В ту же ночь, когда стрепетовский ординарец Санька Курташ, вызвав Федора Бушуева из казармы, сказал, что есаул советует им скрыться, Федор, посовещавшись с приятелями, решил-таки сделать, как предлагал есаул. А перед рассветом, когда замертво спал весь лагерь и ливень с ветром бушевал в окрестной степи, тройка беглецов, попадав на своих оседланных строевиков, покинула лагерь.
Решившись на побег, Федор сказал приятелям:
— Дорога у нас одна — к Салкыну.
— Будет ли прок-то?— усомнился Пашка Сучок.
— Попытка не пытка,— ответил Федор.
— А не податься ли нам в степь? Там на первых порах можно будет у тамыров укрыться. Есть у меня там на примете такие…— сказал Андрей Прахов.

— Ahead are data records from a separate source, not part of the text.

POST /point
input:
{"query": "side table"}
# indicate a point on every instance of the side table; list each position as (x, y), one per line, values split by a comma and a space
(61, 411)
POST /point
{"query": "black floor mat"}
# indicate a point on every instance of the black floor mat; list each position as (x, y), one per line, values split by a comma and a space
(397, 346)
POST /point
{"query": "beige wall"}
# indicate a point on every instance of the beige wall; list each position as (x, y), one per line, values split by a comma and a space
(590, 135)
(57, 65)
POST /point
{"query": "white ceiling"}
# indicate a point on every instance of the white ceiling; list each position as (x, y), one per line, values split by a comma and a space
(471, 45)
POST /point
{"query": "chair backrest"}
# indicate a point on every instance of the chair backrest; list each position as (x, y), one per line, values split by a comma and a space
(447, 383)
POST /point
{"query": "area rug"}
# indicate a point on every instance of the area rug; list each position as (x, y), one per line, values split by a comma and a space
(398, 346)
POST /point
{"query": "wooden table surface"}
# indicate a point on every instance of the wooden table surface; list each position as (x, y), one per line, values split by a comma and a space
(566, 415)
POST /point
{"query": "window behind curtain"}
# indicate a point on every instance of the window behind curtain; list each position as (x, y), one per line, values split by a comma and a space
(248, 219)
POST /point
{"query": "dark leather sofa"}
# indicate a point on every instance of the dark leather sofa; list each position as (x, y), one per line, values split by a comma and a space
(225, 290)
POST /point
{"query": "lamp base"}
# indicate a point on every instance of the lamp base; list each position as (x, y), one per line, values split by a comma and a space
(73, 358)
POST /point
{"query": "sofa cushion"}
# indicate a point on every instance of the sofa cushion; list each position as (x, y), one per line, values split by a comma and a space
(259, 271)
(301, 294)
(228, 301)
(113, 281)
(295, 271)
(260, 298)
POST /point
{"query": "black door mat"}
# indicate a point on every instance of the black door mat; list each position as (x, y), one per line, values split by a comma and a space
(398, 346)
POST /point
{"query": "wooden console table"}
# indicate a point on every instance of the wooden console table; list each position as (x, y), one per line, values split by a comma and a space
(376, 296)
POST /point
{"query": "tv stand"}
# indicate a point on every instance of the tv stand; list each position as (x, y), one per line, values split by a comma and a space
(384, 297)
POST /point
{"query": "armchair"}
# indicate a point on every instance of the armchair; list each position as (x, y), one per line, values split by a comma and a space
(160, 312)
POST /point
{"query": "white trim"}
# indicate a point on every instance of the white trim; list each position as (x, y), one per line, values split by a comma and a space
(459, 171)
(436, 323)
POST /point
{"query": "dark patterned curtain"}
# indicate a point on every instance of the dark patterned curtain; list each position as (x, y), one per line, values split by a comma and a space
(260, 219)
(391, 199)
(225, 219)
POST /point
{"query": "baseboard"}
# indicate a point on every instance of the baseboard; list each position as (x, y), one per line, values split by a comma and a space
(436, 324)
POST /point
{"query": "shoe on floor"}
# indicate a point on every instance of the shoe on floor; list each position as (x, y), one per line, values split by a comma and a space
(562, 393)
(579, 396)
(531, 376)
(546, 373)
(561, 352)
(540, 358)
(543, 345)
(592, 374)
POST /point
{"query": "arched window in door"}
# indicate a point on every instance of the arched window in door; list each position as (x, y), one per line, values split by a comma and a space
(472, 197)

— Нет, братцы. Без Салкына — я ни шагу. Да и уговор у нас был. Дескать, в случае чего — крой, мол, ко мне. Я, говорит, всегда тебя выручу,— сказал Федор.
И казаки, положившись на Федора, согласились с его резонными доводами, решившись на тайную встречу с Салкыном.
Совершив суточный марш,— день они провели, схоронившись с конями в дремучем сосновом бору,— беглецы на вторую же ночь достигли хутора Подснежного, расположенного в десяти верстах от родной станицы. Шли они переменным аллюром в стороне от торных дорог и трактов, по целинной глухой степи, в обход встречных сел и аулов. И только хутор Подснежный, где жила Даша Немирова, не мог Федор Бушуев обойти стороной и провел своих спутников по единственной его улице на рысях, не сбавляя аллюра. Ночь была темная — хоть глаз выколи. Но Федор, несколько приотстав от спутников, все же различил в темноте неясные очертания знакомого дома, в горнице которого горел свет. Придержав коня, Федор на секунду остановился около палисадника, густо заросшего кустами сирени и акацией. У него замерло сердце при взгляде на освещенное окно. Он привстал на стременах и затаил дыхание. Но как ни напрягал он свои по-орлиному зоркие глаза, ему ничего не удалось увидеть за наглухо закрытой занавеской. О, как дорого заплатил бы он сейчас, чтобы хоть на мгновение увидеть Дашу.